Our relationship to trees reveals, perhaps, an American consciousness about our land and use of it. In this eminently readable book, which is a page-turner, we learn the long history of that tree consciousness. It’s a historical boom and bust relationship that turns in the contemporary era, in Rutkow’s view, to a question of environmental ethics. In the penultimate unit “Postwar Prosperity,” Rutkow writes:

The postwar years had produced fundamental shifts in the American landscape. Farms and fields yielded to suburbs; private forest began to function as tree plantations; public forests became sites of leisure; and great swaths of land were transformed into official wilderness….

This period had also seen a remarkable change in the way that people thought about trees. On the one hand, wood had become much less conspicuous in daily life…. On the other hand, the nation’s forests had grown much more accessible.

While the historical sections, beginning with pilgrims, are fascinating, Rutkow makes no mention of Native Americans and their use of trees, and land-use practices, before the arrival of colonial powers.

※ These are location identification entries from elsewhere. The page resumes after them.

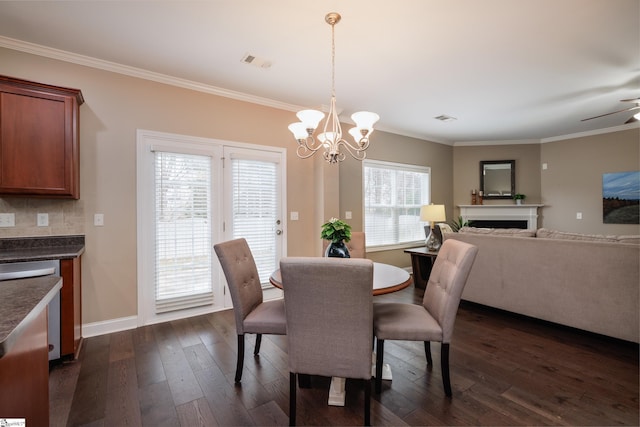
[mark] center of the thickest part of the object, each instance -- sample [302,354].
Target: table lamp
[431,214]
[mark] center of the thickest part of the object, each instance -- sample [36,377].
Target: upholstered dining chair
[253,315]
[329,310]
[357,246]
[434,319]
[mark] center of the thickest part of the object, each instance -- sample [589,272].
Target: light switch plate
[43,220]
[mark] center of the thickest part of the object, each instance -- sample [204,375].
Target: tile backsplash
[66,217]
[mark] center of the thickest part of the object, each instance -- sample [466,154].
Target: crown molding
[592,132]
[87,61]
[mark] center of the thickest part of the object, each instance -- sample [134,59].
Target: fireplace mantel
[510,212]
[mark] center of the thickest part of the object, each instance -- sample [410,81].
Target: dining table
[386,279]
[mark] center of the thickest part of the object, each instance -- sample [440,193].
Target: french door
[254,207]
[193,193]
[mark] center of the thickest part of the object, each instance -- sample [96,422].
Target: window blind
[183,272]
[393,195]
[255,209]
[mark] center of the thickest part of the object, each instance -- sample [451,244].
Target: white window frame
[426,198]
[147,139]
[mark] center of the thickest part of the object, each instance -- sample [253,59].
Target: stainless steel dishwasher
[22,270]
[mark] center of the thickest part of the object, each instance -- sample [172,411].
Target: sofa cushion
[513,232]
[554,234]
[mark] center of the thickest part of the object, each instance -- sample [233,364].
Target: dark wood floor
[505,370]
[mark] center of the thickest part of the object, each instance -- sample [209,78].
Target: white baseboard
[109,326]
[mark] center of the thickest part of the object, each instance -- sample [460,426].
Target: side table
[422,261]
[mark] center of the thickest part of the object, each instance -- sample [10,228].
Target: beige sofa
[583,281]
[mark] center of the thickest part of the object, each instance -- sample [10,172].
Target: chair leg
[444,362]
[258,342]
[240,362]
[427,352]
[292,399]
[379,359]
[367,402]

We have the masts for the Royal Navy, but where are the canoes made from single tree trunks? This seems a glaring oversight in such a wide-ranging and compelling book. The final unit lacks cohesion because, to this reader at least, much of Rutkow’s contemporary information on forestry reads as out-of-date. Why not focus on the non-industrialized timber owner efforts, such as the ones of IFOA members, for example? Some hands-on descriptions would bring the latter chapters to life in the way that the author Jack Nisbet has so viscerally brought David Douglas to life. (Surprisingly, David Douglas is not mentioned in American Canopy.) Nevertheless, American Canopy is a very good book, and wonderfully readable, and I highly recommend it.